Jason Zandri's latest article in the Learn Active Directory Design and Administration in 15 Minutes a Week series reviews the Windows 2000 Active Directory Delegation of Authority, with a specific focus on controlling Permission Inheritance to Active Directory objects and setting permissions for Active Directory objects.
Controlling Permission Inheritance
Active Directory object permission inheritance automatically causes objects in a container to inherit the permissions of that container or that of the parent container(s).
Permission inheritance is enabled by default to help minimize administration by limiting the number of times you need to assign specific permissions for all Active Directory objects.
When new Active Directory objects are created, they inherit permissions that exist in the parent container at the time of their creation.
The design of permission inheritance is such that the permissions apply downward in the hierarchy to the objects child objects once they are created. If you create an Organizational Unit named Sales and allow the Saleslead group to have the Full Control permission assigned to the Sales OU, once the three child OUs of Users and Desktops and Laptops are created they will inherit the same permission settings, and the Saleslead group will also have the Full Control permission to those objects as well.
[NOTES FROM THE FIELD] - Domain and Enterprise Administrators have the right to allow or deny permissions for every object in Active Directory, in addition to any other owners that may own the objects.
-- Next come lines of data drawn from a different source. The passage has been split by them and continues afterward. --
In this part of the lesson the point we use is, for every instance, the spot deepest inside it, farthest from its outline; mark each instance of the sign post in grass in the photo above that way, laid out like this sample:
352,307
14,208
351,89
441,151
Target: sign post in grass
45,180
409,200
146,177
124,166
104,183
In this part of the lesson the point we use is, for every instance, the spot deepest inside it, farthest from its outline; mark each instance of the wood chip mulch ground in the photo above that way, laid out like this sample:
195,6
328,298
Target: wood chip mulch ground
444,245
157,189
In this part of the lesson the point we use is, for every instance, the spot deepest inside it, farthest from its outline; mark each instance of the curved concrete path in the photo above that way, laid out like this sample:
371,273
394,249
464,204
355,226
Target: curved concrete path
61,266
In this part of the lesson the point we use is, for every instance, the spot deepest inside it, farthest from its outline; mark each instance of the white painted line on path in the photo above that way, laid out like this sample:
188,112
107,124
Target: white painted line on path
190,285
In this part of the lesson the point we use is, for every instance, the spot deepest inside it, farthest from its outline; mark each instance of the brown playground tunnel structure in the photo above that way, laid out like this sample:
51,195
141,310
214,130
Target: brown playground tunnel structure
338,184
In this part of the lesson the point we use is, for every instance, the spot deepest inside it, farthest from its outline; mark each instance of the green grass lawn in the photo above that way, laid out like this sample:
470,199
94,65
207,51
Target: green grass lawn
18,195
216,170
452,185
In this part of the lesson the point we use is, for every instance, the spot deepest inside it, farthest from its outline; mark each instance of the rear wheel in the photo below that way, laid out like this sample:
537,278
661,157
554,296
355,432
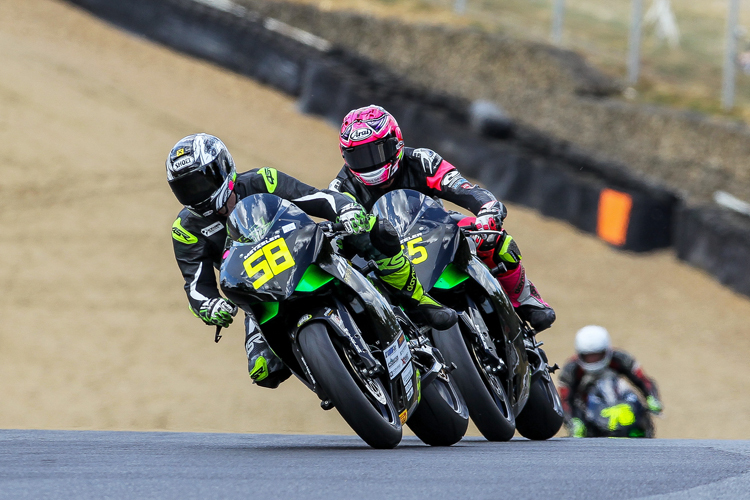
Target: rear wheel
367,408
441,419
483,392
542,416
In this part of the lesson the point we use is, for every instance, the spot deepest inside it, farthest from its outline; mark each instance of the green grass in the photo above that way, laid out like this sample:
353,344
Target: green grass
688,77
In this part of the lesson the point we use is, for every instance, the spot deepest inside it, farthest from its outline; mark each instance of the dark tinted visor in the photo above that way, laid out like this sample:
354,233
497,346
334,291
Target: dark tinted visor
372,155
199,185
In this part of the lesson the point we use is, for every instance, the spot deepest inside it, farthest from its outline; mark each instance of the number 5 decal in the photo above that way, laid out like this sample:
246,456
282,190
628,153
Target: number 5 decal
416,251
275,258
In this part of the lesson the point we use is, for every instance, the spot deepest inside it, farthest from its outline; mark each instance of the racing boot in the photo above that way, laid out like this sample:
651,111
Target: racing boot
398,273
265,368
522,293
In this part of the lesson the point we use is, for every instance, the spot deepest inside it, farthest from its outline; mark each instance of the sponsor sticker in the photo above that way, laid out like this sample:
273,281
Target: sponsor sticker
212,229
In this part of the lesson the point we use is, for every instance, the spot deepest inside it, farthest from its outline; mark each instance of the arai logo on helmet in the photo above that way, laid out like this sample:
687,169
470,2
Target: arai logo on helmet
360,134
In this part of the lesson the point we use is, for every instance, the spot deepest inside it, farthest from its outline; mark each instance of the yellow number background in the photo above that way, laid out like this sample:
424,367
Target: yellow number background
275,259
421,251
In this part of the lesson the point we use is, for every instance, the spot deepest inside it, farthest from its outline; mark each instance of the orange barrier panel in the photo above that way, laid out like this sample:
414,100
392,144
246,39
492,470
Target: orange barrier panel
614,216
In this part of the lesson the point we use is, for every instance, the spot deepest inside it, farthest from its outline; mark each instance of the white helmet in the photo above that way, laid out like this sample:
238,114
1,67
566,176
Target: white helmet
593,339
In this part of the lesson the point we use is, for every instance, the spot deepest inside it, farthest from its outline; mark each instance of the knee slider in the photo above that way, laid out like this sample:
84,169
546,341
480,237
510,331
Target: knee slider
384,238
508,250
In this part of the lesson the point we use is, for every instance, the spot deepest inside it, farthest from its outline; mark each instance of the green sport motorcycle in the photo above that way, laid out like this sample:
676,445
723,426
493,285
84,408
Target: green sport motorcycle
501,371
333,330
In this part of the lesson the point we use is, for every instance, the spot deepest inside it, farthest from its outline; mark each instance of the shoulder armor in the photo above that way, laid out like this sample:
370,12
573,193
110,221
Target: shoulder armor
270,177
430,160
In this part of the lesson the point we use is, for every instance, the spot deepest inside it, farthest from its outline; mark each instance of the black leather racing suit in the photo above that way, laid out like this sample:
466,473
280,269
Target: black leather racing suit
426,171
199,243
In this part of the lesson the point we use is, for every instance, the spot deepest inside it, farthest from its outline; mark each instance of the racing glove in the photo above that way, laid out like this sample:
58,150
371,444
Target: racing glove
355,218
576,427
654,405
218,311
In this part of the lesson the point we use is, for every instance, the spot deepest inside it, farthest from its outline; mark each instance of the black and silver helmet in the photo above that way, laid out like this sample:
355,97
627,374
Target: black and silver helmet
201,173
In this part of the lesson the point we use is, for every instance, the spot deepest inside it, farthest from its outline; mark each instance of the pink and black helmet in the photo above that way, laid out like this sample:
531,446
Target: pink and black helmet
371,144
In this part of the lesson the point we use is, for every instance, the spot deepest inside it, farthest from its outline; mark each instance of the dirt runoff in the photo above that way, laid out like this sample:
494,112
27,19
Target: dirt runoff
95,328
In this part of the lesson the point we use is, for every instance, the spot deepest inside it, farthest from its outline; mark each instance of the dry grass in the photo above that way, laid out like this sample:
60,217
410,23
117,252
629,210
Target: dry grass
687,77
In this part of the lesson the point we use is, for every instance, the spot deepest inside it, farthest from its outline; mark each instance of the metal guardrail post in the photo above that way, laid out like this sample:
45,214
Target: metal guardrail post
634,43
558,13
730,57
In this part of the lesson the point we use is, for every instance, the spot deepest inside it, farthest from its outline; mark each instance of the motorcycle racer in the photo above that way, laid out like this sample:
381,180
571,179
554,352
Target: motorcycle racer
594,355
202,175
376,162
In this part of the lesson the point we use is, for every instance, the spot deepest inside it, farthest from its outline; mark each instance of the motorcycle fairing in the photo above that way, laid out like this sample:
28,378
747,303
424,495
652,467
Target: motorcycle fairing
313,279
451,277
270,250
379,311
428,233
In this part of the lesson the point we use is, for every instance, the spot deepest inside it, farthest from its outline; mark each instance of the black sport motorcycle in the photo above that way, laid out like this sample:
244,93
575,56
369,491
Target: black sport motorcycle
613,409
501,370
333,329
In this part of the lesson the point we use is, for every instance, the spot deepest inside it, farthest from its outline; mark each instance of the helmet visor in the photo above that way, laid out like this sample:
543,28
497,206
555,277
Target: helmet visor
372,155
198,186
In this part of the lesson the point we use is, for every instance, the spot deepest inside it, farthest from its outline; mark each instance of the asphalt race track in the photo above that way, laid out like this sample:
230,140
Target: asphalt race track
91,464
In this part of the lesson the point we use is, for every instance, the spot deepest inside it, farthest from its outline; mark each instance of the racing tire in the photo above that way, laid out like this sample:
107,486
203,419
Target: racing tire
441,419
542,417
378,427
491,412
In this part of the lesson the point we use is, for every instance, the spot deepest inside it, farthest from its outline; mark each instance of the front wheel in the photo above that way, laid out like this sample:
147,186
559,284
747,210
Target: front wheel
441,419
369,410
483,392
542,416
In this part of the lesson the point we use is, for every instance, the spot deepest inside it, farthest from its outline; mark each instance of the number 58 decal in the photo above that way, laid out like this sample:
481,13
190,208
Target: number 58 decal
416,254
271,260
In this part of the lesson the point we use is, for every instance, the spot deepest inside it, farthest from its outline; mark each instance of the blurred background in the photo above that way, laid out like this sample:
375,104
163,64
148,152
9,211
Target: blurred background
683,43
95,331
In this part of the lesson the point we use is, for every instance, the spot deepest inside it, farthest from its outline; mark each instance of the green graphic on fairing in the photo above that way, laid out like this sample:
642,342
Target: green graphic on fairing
313,279
267,311
451,277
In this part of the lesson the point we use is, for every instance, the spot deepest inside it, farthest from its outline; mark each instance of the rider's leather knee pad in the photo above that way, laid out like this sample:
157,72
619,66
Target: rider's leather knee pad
384,238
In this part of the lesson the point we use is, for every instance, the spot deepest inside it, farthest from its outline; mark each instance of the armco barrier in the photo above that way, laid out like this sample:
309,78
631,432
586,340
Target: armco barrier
526,167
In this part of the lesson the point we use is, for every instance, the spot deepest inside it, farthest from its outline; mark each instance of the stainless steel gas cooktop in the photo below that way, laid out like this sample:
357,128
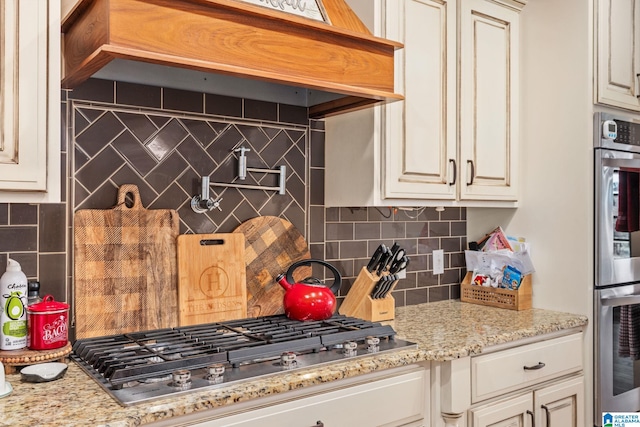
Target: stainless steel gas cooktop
142,366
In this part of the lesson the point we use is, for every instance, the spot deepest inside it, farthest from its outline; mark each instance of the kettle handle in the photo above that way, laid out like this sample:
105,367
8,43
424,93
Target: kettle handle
337,279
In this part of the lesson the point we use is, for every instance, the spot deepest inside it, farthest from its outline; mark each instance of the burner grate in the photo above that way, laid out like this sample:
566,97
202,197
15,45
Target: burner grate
139,356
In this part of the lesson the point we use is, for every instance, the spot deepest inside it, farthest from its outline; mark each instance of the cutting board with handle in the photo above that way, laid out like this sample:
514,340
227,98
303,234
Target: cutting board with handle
125,268
272,244
211,278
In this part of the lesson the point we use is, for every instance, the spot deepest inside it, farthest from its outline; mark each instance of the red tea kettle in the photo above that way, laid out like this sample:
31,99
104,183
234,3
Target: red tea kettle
309,299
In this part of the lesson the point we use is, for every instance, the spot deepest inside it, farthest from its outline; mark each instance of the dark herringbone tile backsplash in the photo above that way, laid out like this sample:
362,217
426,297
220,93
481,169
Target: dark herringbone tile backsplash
163,140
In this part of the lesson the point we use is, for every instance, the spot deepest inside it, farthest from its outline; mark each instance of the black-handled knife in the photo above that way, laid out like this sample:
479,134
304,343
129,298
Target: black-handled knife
384,260
375,258
376,288
391,279
384,281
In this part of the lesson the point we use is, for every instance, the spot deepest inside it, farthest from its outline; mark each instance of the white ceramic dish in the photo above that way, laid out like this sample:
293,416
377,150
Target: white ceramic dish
7,390
43,372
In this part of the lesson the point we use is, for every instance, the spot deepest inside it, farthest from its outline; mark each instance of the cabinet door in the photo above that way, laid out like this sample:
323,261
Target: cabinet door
618,53
489,37
30,99
515,412
561,405
420,132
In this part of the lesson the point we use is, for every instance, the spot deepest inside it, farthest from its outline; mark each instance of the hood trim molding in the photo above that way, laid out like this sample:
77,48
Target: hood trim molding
238,39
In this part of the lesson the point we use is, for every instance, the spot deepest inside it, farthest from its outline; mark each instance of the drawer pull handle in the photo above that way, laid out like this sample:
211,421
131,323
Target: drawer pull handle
547,415
455,171
540,365
533,418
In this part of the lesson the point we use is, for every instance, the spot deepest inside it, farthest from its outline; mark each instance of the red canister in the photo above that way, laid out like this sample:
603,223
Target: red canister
48,324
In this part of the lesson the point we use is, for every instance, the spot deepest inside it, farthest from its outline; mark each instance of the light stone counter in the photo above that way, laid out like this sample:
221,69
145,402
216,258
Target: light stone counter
444,330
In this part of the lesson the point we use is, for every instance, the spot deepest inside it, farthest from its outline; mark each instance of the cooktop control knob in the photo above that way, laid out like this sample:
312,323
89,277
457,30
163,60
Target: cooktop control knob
373,344
215,373
350,348
288,360
181,379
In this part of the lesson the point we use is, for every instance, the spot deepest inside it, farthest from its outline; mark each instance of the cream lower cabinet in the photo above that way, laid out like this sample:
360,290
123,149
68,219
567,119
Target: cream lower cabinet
453,141
557,405
537,383
618,53
398,397
30,101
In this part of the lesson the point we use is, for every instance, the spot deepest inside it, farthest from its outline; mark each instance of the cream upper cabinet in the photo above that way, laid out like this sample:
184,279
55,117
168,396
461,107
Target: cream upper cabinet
618,53
420,148
489,97
453,141
30,101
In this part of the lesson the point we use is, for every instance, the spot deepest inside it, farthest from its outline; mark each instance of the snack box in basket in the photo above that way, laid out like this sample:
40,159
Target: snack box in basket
512,299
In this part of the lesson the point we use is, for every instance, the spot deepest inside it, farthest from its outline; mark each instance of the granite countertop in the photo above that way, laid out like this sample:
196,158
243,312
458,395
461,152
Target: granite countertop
443,331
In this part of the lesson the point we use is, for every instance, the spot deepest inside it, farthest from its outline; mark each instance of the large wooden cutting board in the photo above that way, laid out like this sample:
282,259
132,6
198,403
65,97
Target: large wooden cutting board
125,269
211,278
272,244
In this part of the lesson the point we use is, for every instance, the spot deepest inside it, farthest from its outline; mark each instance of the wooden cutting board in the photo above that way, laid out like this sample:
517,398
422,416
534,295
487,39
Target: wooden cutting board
211,278
272,244
125,270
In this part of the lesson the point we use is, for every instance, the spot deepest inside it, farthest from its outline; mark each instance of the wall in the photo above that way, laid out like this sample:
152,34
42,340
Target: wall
556,209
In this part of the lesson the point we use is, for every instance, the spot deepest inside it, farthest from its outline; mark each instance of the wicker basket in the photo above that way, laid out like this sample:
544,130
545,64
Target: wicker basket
519,299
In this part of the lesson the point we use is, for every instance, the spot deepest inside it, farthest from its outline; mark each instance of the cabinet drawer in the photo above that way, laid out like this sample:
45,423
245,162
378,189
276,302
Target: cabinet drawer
504,371
399,400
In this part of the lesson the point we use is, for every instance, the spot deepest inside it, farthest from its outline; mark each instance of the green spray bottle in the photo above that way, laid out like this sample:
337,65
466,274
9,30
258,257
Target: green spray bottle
13,299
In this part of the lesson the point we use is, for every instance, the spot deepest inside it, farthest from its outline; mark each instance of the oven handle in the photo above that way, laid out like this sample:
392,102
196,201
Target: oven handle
620,301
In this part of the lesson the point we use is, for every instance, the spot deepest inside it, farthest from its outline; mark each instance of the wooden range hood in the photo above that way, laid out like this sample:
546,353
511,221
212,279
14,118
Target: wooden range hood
234,38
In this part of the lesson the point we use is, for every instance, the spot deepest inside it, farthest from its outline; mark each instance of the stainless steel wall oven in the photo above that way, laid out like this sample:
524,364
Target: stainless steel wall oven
617,264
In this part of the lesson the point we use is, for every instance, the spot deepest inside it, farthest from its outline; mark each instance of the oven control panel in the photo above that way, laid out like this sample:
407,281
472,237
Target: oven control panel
627,132
617,132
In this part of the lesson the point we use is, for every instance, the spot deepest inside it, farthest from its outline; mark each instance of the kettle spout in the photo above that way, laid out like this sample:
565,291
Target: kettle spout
282,279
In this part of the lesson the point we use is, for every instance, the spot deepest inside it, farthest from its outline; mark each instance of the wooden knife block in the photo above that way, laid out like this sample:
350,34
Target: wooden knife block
358,302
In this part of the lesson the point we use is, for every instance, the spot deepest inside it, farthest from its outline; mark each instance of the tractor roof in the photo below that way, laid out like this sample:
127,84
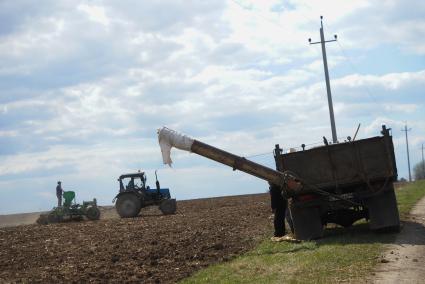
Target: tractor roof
138,174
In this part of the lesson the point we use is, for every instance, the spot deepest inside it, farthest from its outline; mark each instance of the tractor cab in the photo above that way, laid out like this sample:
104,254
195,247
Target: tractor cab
134,194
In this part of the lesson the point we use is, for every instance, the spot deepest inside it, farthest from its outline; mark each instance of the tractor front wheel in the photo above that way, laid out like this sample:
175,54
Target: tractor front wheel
128,205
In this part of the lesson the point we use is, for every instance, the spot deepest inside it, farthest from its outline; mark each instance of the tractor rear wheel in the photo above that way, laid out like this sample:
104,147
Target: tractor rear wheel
168,206
42,220
128,205
54,217
93,213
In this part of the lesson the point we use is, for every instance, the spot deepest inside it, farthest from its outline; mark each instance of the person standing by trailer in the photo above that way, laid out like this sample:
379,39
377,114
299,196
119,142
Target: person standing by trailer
59,192
279,203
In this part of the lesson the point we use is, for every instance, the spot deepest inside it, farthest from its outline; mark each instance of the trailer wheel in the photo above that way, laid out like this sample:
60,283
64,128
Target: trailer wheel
128,205
383,211
306,221
93,213
168,206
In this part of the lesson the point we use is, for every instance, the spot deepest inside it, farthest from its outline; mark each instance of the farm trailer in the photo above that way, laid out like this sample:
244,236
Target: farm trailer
334,183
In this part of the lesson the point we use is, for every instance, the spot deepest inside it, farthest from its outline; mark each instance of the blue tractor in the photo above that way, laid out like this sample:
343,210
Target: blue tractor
134,195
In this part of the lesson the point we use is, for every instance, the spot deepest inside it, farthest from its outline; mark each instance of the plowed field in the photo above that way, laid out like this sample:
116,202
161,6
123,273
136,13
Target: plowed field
150,248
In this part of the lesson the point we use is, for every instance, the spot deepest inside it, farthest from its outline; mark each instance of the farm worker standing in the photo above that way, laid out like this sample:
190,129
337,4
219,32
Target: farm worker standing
59,192
279,205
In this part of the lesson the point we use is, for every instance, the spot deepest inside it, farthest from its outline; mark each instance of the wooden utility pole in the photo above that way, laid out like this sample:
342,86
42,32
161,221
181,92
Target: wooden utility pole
328,85
423,162
407,148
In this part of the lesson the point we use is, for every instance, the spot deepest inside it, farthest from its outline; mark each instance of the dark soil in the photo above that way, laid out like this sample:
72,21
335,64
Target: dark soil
150,248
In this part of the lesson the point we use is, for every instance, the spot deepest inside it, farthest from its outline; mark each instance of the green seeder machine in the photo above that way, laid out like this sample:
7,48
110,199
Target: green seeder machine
70,211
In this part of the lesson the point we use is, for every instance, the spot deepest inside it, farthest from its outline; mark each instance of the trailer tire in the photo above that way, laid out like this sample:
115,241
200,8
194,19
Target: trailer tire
128,205
168,206
306,221
383,211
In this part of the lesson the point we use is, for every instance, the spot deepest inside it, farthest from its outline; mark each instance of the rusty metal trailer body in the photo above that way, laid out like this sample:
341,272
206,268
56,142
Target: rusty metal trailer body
360,172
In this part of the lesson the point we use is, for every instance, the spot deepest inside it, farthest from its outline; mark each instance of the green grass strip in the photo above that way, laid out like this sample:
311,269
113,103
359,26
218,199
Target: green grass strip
343,255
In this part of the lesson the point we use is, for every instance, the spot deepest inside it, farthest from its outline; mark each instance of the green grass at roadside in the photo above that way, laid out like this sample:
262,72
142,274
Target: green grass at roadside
343,255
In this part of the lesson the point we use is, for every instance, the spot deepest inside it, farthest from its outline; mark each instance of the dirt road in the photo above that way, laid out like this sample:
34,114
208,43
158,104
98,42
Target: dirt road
404,260
149,249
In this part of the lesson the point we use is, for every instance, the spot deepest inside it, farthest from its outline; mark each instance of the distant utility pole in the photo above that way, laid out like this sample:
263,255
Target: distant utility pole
328,85
423,162
407,147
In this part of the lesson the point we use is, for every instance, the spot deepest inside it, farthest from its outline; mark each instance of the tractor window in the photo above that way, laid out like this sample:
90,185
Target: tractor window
138,182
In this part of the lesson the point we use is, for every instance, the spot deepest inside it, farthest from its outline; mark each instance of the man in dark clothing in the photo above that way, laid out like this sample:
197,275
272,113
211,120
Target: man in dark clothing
279,206
59,192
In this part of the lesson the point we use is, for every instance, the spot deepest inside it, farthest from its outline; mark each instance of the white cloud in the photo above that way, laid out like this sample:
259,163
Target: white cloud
95,13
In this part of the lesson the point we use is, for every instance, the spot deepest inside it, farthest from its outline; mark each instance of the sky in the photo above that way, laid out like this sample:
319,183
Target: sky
84,85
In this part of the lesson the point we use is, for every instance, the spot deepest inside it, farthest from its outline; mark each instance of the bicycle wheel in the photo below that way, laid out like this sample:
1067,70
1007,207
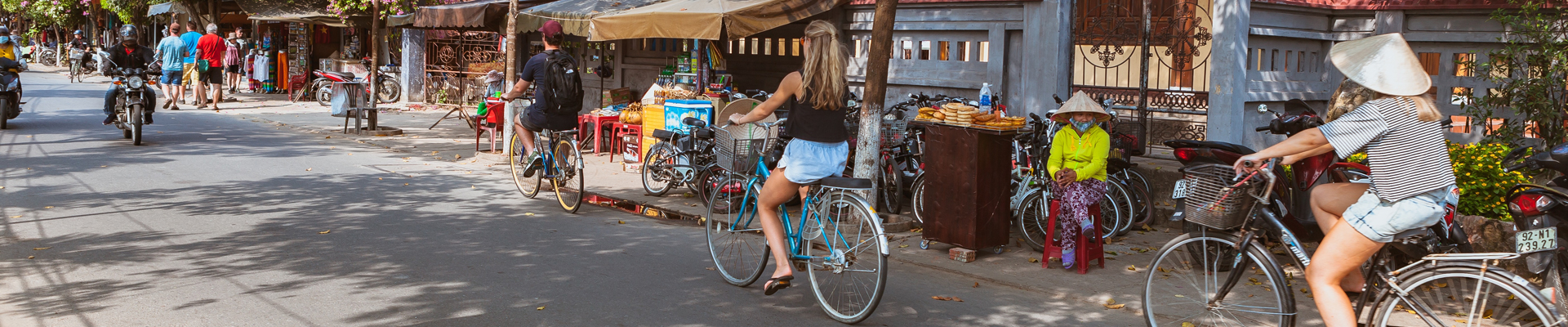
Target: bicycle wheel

You can prevent the inheritance of permissions when you need to set a different level of security access to a child container than that of the parent container. Usually this is done when you need more restrictive control over a child container than a parent, but it can also be the case of where the child container needs to have special permissions applied.
In order to block inheritance, you need to remove the checkmark from the "Allow inheritable permissions from parent to propagate to this object" checkbox. You will then be prompted to either Copy the currently inherited permissions locally, so that the object will still have the locally set level of permissions that they had through inheritance, or you can remove all permissions by selecting Remove.
You would normally copy the settings locally and adjust them to the finer degree that you require, but there are cases where you might remove them all and start from scratch in order to better guarantee that the object is as secure as you require.
[NOTES FROM THE FIELD] - If you remove all permissions and then do not assign any locally, and then close out the dialog box, you will receive a warning that you have denied everyone access to the object and that no one will be able to access it, and only the object owner will be able to change permissions if you select Yes to continue.